Functionalized Phenyl Peptoids with Enhanced Antibacterial Potency.

Abstract

Antimicrobial resistance (AMR) to traditional antibiotics and natural peptides has been recognized as a global challenge requiring efforts to address its widespread impact. Peptoids represent a promising class of peptidomimetics with proven activity against multidrug-resistant bacteria and show less susceptibility to enzymatic degradation. In this study, building on our previous design of dimeric peptoids, 22 amino and guanidino compounds of functionalized phenyl-dimeric peptoids were synthesized, incorporating electron-withdrawing and donating substituents, as well as the parent peptoid without substituents.

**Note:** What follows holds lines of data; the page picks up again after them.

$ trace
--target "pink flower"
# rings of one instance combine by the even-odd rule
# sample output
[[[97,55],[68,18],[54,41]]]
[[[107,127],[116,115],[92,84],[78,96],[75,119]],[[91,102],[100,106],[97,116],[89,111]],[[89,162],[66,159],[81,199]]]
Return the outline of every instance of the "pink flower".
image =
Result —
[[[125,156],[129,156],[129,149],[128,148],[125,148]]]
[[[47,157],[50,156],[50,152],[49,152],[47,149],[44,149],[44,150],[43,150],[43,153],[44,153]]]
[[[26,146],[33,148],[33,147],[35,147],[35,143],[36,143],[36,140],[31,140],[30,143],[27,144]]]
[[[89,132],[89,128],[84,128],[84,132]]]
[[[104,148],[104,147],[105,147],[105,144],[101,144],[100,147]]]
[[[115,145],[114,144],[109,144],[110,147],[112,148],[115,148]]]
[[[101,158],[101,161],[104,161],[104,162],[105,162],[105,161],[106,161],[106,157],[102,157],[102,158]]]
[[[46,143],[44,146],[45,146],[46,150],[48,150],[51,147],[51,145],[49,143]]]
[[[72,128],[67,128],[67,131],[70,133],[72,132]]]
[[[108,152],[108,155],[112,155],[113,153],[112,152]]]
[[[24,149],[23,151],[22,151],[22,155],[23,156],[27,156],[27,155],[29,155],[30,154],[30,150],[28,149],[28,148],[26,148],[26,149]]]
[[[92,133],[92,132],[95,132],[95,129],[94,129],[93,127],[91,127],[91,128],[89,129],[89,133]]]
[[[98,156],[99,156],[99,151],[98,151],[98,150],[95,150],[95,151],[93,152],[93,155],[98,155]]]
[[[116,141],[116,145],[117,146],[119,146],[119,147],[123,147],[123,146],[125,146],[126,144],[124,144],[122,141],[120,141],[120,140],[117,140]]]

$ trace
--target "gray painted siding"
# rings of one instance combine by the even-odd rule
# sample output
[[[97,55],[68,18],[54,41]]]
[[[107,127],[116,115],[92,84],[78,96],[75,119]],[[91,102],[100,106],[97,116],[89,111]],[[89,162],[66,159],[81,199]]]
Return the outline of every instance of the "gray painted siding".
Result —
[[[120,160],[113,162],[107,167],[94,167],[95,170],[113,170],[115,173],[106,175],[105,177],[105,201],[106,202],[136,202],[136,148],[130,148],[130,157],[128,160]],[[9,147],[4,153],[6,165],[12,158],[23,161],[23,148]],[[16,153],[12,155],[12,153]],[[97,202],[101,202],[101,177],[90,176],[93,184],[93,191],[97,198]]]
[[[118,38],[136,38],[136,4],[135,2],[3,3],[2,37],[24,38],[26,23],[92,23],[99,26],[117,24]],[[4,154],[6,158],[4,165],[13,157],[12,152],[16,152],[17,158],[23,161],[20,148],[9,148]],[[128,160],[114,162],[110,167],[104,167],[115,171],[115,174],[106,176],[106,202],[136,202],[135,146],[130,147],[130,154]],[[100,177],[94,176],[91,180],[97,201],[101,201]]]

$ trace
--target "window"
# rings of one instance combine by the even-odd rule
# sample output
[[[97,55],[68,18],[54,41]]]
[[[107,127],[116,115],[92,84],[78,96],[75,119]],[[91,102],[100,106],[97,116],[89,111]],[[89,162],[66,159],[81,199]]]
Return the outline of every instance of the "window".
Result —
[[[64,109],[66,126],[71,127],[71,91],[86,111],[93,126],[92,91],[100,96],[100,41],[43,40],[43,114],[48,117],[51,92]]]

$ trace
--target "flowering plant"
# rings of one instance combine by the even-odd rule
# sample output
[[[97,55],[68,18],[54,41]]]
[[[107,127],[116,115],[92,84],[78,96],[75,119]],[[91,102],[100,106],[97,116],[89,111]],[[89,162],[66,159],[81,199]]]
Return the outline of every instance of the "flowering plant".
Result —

The electronic nature of the substituent and the guanidino group played a vital role in tuning the peptoid antibacterial activity. Guanidino peptoids 11h, 11i, and 11f were the most effective peptoids against Gram-positive and Gram-negative bacteria, with MICs of 0.75 to 2.6 μg mL^-1 against Staphylococcus aureus strains and MICs of 6 to 10.9 μg mL^-1 against Escherichia coli. Guanidino peptoids in the presence of the electron-withdrawing group, including halogens and a nitro group, or in the presence of moderate electron-donating groups such as methyl and tert-butyl, showed the best activity against bacteria, especially Gram-positive strains. Mechanistic studies using cytoplasmic membrane permeability and flow cytometric viability measurements revealed that the antibacterial effect might be mostly attributed to bacterial cell membrane damage. These promising antibacterial peptoids exhibited negligible hemolysis of mammalian red blood cells. Peptoid 11f, containing a methyl group, was the most effective disruptor and inhibitor of S. aureus or E. coli biofilms. These peptoids have the potential to be used as antibacterial surface coatings or therapeutic antibacterial agents.